Her third crime novel, A Quality of Light was published by The Ninderry Press in 2002 and re-published by Blake Publications, her own small, independent publishing house in 2003, with her Young Adult novel, Morag Bane. She also edited and published an anthology of brief biographies entitled You’re a Legend! Chronic Fatigue Syndrome after a bout of Glandular Fever, had ensured that Cheryl could no longer continue teaching, so she had resigned from Education Queensland in 2002, to take up the more restful pursuit of publishing.
Between 2002 and 2005, she scripted and presented a weekly arts program for 4RPH in Brisbane. She appeared on television and radio regarding her work, spoke at business clubs and universities and conducted half a dozen writing workshops. She also judged the R. Carson Gold Short Story competition, a round of the Nestle Write Around Australia contest, and several literary prizes awarded by the SWWQ.
In 2004, she won the Children’s/Young Adult category of Fastbooks for Morag Bane. She was the sole runner-up to the Davitt Prize, presented by the national body of The Sisters in Crime, for A Quality of Light in the same year, in an illustrious field of crime writers. She also wrote The ’brook, Alfred (Crow) Fletcher’s tale of institutional abuse, and published it. This sold out quickly by word-of-mouth and reappeared in its second edition as Brutal with New Holland Publishers in 2006.
Also in 2006, Cheryl was the speech writer for the State Minister for Health, Hon Stephen Robertson. She left this exalted position to go back to university as a postgraduate student.

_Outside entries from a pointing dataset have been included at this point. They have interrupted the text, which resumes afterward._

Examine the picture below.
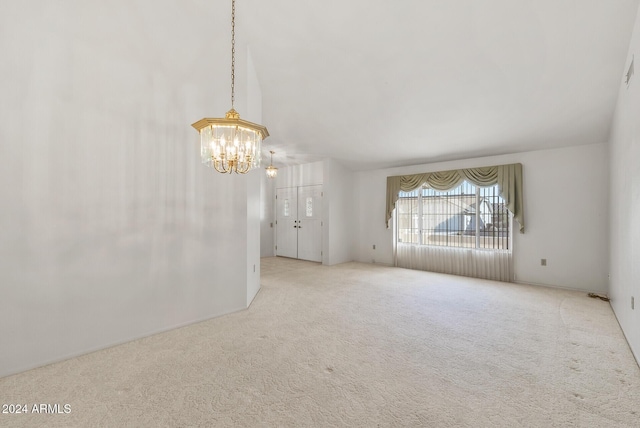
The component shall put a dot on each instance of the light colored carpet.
(358, 345)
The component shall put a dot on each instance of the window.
(467, 216)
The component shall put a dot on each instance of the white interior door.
(310, 223)
(287, 222)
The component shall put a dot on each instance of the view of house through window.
(467, 216)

In 2008, her nonfiction novel, The Taint, which was also the thesis for a Master of Philosophy in Creative Writing at the University of Queensland, was published by Boolarong Press. In 2009 she graduated with this degree.
She has written three crime novels, one novel for Young Adults, two children’s novels, a text for a children’s picture book, and two nonfiction novels. She has edited seven books for other authors – five of which have been published.
Currently she is reading and researching for her thesis for a PhD in Literature, reviewing books for radio 4BC, The Courier-Mail and literary journals such as Australian Book Review, AWBR and Hecate. Warily watching home base, she also navigates the blogosphere.